Design principles
Clinical Safety Principles
Clinical safety is about promoting, and helping embed, clinically safer working practice methods and proactive risk management for patient safety enabled by IT, with consistent application across the NHS.
GP Connect FoT Clinical Safety Principles
The following principles and underlying detailed requirements are currently undergoing review by the NHS Digital Clinical Safety team, so may be subject to change.
Information Standards for Clinical Risk Management
The GP Connect API is underpinned by the information standards for clinical risk management, which describes a framework for national healthcare initiatives that has been created by the Department of Health, NHS England, the Care Quality Commission and other national health organisations. The information standards for clinical risk management also describe a mechanism for introducing requirements to which the NHS, those with whom it commissions services, and its IT system suppliers, must conform.
Commissioning Organisation
Commissioning organisations for GP Connect: must have a clinical safety framework compliant with Information Standard: (SCCI0160: Clinical Risk Management: its Application in the Deployment and Use of Health IT Systems). are responsible for assuring that deployment and implementation of consumer applications using the GP Connect APIs comply with this framework.
Consumer & Provider Systems
Consumer and provider systems using the GP Connect API must comply with the requirements of the SCCI0129 standard, promoting and ensuring the effective application of clinical risk management by suppliers developing and maintaining health IT systems: (SCCI0129: Clinical Risk Management: its Application in the Manufacture of Health IT Systems) Additionally, the GP Foundation System providers must also carry through the clinical safety requirements of the GPSoC framework into any GP Connect functionality.
Assurance & Deployment
Confirmation of compliance with the clinical safety standards as above will be specified as part of the GP Connect (SCAL) against which the consumer supplier will need to assure. The SCAL is managed and administered by the NHS Live Services Team.
Commissioning clinical safety approval of the consumer system forms part of the NHS Digital requirements for deployment into live operation.
Provider systems must also demonstrate standards compliance as part of the NHS Digital assurance processes.
Assurance Principles
- Assurance will use a risk-based approach
- Testing should be automated where possible to establish technical conformance
- All artefacts related to assurance and testing should be made available as part of the ecosystem (public domain) prior to engaging in a formal NHS Digital assurance process
Information Governance Principles
Your organisation must complete the Data Security and Protection Toolkit (DSPT) for each NHS England Service being integrated and obtain at least a 'Minimum Standards Met' rating.

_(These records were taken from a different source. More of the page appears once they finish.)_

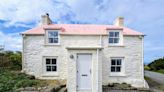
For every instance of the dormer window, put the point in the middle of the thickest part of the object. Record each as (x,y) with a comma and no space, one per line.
(115,37)
(52,37)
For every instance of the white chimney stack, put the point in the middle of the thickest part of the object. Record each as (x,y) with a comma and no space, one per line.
(119,21)
(45,19)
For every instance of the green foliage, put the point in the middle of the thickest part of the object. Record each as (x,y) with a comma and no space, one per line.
(160,71)
(157,64)
(146,67)
(11,80)
(11,60)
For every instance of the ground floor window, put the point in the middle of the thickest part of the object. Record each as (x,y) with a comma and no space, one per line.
(116,64)
(51,64)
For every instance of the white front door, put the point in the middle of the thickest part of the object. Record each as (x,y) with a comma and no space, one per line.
(84,66)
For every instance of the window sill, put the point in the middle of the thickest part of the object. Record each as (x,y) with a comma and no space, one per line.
(115,45)
(116,74)
(51,44)
(50,74)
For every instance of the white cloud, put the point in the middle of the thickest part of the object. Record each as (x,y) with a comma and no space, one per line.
(12,41)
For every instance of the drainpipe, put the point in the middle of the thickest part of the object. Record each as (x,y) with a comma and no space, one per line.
(97,70)
(100,43)
(23,44)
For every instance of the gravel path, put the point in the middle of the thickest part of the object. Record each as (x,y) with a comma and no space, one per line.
(155,76)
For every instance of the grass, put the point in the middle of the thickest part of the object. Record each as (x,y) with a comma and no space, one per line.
(160,71)
(11,80)
(154,85)
(146,67)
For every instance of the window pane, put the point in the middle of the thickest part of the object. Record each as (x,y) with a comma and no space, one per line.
(116,34)
(53,61)
(54,68)
(118,69)
(111,34)
(118,61)
(55,40)
(55,34)
(50,40)
(110,40)
(48,68)
(112,69)
(113,62)
(116,40)
(47,61)
(52,34)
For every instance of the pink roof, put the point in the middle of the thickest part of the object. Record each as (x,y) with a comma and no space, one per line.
(81,29)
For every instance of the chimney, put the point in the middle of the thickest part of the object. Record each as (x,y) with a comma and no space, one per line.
(45,19)
(119,21)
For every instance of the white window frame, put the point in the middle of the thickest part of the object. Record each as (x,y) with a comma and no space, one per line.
(50,73)
(120,37)
(122,71)
(47,37)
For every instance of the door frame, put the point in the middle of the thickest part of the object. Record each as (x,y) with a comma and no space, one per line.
(91,70)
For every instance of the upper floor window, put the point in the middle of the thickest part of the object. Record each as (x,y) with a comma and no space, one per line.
(116,64)
(51,64)
(53,37)
(114,37)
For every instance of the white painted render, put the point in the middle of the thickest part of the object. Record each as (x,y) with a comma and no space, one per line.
(35,49)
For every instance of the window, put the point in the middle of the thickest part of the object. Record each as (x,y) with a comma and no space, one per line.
(53,37)
(114,37)
(51,64)
(116,64)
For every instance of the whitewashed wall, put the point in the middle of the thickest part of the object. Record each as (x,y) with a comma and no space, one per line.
(35,49)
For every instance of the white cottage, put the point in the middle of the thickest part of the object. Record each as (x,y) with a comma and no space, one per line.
(86,56)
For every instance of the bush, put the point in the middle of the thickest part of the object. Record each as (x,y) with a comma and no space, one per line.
(10,59)
(11,80)
(157,64)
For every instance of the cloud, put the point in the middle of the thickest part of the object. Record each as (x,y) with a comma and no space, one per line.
(12,41)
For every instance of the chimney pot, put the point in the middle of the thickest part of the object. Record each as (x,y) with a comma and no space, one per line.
(45,19)
(119,21)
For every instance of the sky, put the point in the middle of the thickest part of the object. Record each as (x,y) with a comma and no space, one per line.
(146,16)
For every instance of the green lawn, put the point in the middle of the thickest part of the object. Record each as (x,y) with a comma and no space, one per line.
(154,85)
(11,80)
(160,71)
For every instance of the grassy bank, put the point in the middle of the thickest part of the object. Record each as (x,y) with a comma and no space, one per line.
(160,71)
(154,86)
(11,80)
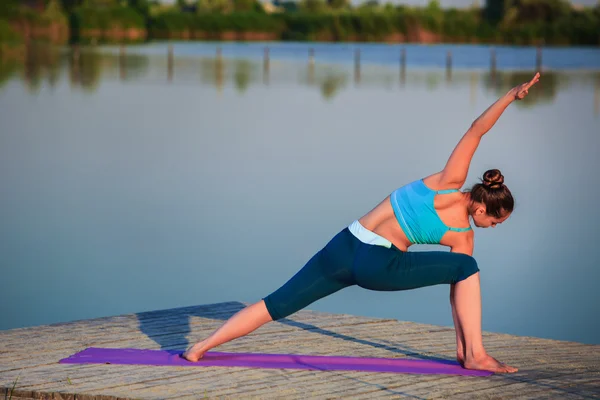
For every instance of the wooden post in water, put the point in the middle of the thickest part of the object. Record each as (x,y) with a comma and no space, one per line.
(170,62)
(76,52)
(266,62)
(75,62)
(122,69)
(357,65)
(597,96)
(402,66)
(449,66)
(311,66)
(493,63)
(219,70)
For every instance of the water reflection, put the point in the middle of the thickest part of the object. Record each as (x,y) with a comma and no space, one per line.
(88,68)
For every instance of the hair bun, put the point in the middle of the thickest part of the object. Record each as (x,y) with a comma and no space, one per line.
(493,179)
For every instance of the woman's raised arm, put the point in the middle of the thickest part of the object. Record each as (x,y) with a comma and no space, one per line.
(455,172)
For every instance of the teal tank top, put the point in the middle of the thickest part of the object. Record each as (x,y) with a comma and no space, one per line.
(414,210)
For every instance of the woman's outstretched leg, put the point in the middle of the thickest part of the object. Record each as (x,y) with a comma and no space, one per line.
(467,302)
(240,324)
(460,338)
(325,273)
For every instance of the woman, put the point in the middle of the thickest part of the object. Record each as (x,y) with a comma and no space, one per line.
(372,251)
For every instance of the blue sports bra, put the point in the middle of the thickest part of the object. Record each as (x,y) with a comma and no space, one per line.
(414,210)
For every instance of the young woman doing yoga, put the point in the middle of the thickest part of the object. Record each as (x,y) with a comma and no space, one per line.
(372,251)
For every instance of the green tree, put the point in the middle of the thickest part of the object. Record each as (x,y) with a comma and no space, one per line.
(313,5)
(219,6)
(338,4)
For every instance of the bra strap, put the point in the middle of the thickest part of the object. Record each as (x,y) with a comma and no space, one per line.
(446,191)
(460,229)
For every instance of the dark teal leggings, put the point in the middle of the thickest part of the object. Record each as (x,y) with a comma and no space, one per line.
(346,261)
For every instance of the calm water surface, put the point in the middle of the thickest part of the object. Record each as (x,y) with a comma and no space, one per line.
(130,184)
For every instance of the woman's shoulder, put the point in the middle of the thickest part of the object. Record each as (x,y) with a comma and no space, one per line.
(436,182)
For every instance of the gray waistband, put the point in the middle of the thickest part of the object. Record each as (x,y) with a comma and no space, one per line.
(368,237)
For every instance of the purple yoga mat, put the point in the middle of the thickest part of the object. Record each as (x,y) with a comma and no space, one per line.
(94,355)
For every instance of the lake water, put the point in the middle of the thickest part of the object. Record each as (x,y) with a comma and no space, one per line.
(130,184)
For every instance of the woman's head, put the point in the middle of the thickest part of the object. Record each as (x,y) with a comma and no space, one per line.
(491,202)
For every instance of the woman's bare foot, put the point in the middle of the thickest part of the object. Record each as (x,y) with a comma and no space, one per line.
(194,353)
(488,363)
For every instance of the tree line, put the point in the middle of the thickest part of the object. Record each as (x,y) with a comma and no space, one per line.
(519,22)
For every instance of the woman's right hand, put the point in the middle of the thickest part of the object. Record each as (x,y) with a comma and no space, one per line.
(519,92)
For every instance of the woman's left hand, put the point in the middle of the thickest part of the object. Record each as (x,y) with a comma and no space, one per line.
(519,92)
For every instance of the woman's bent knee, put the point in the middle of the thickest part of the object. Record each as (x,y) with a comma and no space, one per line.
(468,267)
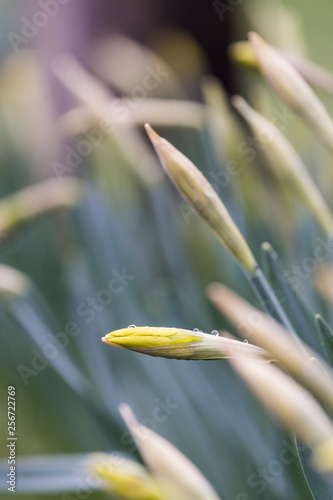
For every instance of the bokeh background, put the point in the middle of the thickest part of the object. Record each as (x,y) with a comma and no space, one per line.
(129,221)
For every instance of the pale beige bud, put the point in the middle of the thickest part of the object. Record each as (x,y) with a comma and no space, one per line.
(199,193)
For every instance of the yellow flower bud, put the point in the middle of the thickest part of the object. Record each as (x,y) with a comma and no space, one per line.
(177,343)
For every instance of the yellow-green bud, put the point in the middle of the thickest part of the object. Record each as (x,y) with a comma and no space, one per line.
(177,343)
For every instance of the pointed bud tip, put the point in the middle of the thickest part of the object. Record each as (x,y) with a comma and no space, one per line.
(213,289)
(153,136)
(254,38)
(237,101)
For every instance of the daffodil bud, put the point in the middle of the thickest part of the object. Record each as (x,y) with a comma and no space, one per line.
(291,87)
(301,361)
(180,477)
(285,163)
(177,343)
(242,54)
(199,193)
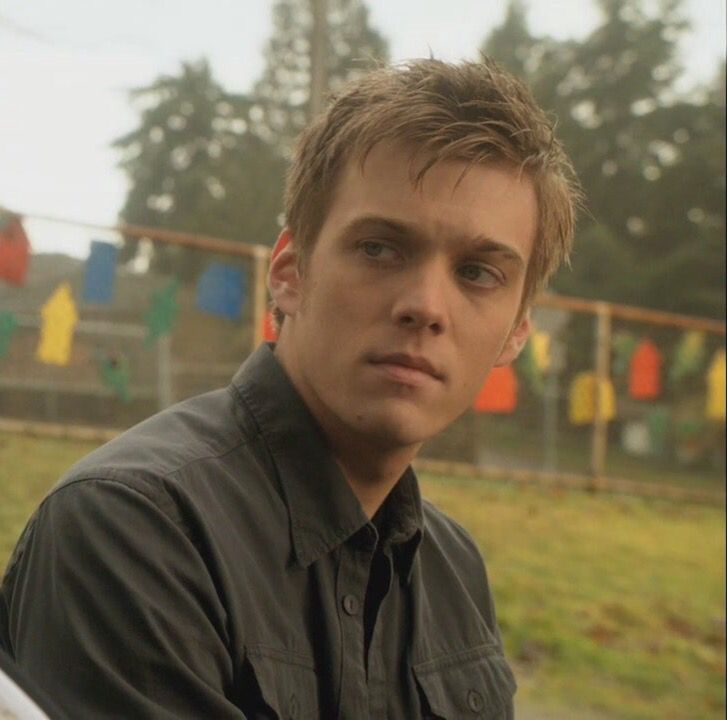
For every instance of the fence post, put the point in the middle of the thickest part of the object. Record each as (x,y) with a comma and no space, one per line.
(164,365)
(259,295)
(599,443)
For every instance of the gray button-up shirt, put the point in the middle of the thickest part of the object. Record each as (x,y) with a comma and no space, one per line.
(212,562)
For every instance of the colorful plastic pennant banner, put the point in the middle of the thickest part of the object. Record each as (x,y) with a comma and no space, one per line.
(220,291)
(56,333)
(689,356)
(163,311)
(8,325)
(582,399)
(114,372)
(534,360)
(716,395)
(14,250)
(645,372)
(499,392)
(98,282)
(624,345)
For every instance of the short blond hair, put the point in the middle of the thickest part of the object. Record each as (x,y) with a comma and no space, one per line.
(472,111)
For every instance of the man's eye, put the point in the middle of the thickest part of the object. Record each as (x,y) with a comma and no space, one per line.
(482,275)
(378,250)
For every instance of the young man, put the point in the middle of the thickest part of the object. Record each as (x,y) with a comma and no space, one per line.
(263,551)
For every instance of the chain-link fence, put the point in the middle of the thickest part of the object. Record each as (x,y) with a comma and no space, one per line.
(603,395)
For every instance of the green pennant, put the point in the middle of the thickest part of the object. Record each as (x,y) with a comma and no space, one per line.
(163,311)
(527,364)
(114,374)
(8,325)
(690,356)
(624,344)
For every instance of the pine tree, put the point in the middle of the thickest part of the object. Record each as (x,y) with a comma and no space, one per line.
(651,162)
(281,107)
(194,166)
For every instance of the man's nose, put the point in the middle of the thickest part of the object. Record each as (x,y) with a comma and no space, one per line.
(422,299)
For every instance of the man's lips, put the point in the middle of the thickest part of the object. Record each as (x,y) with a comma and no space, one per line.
(407,367)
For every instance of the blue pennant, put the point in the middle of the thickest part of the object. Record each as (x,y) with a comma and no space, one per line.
(220,291)
(98,283)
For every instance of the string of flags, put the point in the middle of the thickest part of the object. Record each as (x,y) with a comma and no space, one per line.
(221,290)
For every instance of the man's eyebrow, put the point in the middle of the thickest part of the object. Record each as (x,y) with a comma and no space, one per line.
(478,243)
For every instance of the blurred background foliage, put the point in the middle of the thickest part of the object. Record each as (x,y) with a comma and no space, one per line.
(651,158)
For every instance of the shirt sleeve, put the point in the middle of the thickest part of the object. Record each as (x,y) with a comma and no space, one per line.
(111,608)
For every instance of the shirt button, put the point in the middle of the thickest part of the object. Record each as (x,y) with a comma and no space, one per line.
(475,701)
(350,604)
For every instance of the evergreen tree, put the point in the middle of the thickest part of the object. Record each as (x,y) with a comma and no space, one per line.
(281,108)
(194,166)
(651,163)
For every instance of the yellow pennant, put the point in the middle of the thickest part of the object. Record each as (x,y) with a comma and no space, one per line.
(582,399)
(56,333)
(541,350)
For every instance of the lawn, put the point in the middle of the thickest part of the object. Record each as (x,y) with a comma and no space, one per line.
(611,607)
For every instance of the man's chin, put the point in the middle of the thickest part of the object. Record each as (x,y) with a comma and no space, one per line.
(396,433)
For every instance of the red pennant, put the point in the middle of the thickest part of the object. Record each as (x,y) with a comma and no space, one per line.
(645,372)
(14,251)
(499,393)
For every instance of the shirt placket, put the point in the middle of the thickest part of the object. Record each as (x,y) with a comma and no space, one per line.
(377,676)
(353,577)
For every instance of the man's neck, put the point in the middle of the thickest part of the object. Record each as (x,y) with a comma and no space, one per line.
(371,475)
(371,467)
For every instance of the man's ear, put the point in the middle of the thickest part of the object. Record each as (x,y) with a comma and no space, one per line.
(516,341)
(283,274)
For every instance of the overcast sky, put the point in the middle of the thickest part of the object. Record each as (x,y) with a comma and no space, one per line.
(65,68)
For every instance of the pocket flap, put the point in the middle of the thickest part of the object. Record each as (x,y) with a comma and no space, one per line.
(474,683)
(287,682)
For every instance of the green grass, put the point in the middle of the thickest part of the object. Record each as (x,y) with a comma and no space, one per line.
(610,607)
(28,468)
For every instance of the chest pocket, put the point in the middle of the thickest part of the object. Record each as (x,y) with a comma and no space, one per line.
(287,683)
(474,683)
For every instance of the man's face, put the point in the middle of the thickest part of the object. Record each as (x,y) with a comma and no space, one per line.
(410,296)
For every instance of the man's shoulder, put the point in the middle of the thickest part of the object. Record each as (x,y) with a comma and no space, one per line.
(195,437)
(446,533)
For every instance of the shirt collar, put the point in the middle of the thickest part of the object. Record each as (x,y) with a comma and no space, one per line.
(323,510)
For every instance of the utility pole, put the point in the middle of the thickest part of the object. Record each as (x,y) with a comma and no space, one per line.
(318,55)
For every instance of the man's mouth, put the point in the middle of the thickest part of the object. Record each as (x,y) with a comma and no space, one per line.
(410,369)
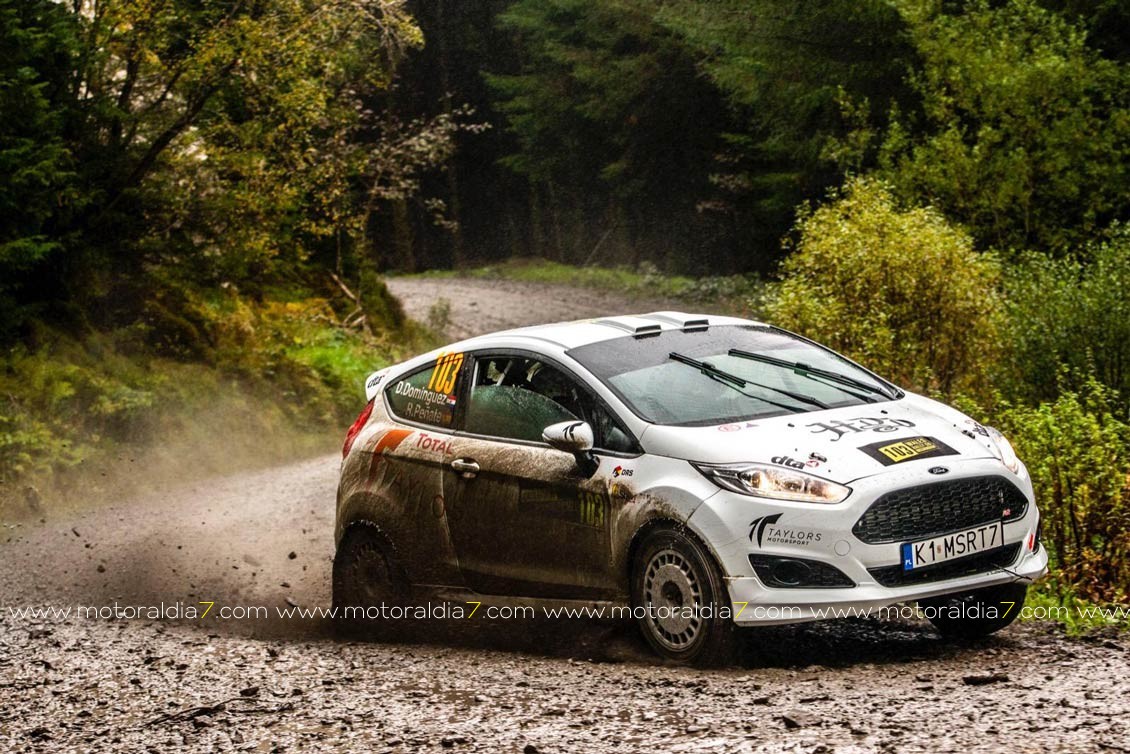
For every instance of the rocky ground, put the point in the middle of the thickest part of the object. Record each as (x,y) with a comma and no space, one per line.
(288,684)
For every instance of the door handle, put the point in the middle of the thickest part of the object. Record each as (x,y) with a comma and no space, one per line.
(466,466)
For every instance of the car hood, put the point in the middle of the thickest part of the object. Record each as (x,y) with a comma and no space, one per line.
(841,444)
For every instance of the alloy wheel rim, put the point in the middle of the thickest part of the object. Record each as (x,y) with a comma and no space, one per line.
(672,597)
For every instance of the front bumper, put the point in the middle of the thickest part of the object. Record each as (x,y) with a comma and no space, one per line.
(733,526)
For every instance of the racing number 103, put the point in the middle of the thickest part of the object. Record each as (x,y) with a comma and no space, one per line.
(592,509)
(444,373)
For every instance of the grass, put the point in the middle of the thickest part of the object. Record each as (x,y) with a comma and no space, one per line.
(110,414)
(735,291)
(1049,600)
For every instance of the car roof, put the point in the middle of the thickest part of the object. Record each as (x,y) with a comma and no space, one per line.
(582,332)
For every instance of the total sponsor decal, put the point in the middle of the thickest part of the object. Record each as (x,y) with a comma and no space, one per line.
(765,530)
(840,427)
(434,444)
(888,453)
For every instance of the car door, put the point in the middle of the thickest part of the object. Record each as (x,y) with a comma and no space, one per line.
(409,462)
(524,518)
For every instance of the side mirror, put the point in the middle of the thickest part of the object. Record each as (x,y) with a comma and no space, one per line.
(573,438)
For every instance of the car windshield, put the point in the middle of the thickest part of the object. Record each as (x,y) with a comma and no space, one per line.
(727,373)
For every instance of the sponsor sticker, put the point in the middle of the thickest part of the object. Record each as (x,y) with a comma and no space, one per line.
(909,449)
(840,427)
(765,530)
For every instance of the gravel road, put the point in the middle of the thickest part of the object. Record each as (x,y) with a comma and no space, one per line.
(263,538)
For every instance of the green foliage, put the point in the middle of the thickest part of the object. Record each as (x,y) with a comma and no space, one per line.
(1078,453)
(900,289)
(731,293)
(788,70)
(36,170)
(1072,312)
(272,370)
(1051,599)
(614,129)
(1024,128)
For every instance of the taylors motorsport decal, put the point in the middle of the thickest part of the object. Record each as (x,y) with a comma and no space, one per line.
(888,453)
(766,531)
(860,424)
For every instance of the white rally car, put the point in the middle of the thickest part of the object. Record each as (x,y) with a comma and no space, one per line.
(702,473)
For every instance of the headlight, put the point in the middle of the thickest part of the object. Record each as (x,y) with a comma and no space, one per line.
(1008,456)
(762,480)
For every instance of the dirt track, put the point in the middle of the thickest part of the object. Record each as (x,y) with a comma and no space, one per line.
(264,537)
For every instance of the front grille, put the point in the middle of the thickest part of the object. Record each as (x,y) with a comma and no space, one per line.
(894,575)
(782,572)
(939,508)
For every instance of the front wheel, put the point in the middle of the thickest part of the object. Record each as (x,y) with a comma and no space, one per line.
(975,613)
(365,578)
(680,601)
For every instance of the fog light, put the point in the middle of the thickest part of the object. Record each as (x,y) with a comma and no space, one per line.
(798,573)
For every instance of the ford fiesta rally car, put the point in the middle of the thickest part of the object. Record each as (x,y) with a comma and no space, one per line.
(707,473)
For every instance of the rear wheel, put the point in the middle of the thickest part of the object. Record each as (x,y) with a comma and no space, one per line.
(978,612)
(365,577)
(678,597)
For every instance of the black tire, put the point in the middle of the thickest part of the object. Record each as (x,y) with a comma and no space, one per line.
(366,575)
(976,613)
(672,570)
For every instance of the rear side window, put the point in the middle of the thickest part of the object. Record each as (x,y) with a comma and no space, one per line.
(428,395)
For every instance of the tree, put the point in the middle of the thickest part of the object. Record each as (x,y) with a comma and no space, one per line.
(615,129)
(898,288)
(799,77)
(1024,131)
(37,187)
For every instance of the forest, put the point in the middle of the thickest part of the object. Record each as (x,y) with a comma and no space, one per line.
(199,199)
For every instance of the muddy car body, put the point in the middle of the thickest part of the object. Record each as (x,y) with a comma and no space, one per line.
(680,462)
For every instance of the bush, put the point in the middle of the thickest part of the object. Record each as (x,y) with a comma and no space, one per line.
(1075,313)
(1078,453)
(897,288)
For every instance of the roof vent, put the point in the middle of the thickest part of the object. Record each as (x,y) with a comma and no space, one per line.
(680,320)
(632,325)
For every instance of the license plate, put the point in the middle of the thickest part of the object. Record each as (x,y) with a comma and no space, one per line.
(952,546)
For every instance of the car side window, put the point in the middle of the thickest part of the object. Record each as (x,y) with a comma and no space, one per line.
(506,402)
(428,396)
(518,397)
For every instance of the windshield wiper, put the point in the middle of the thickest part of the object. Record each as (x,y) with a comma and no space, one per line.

Each time a new NHS England Service is integrated, a check is made that the connecting organisation is registered and active with DSPT.
All organisations that have access to NHS patient data and systems must use this Toolkit to provide assurance that they are practising good data security and that personal information is handled correctly.
API scope
The scope of the API is to deliver functionality that will enable a patient facing application e.g. the NHS App to:
- display to the patient only features and functionality the patient has access to
- show the patient the permissions they have to their medical record and a selection of services provided at their GP practice
- provide the ability for the patient to request changes to the permissions they have to their medical record and a selection of services provided at their GP practice
This functionality is provided by a single endpoint (/Patient/{id}) and two HTTP request methods i.e. GET and POST. Additional information is available on NHS Digital's API catalogue and within this guide for both How to get a patient's permissions and How to request a change to a patient's permissions.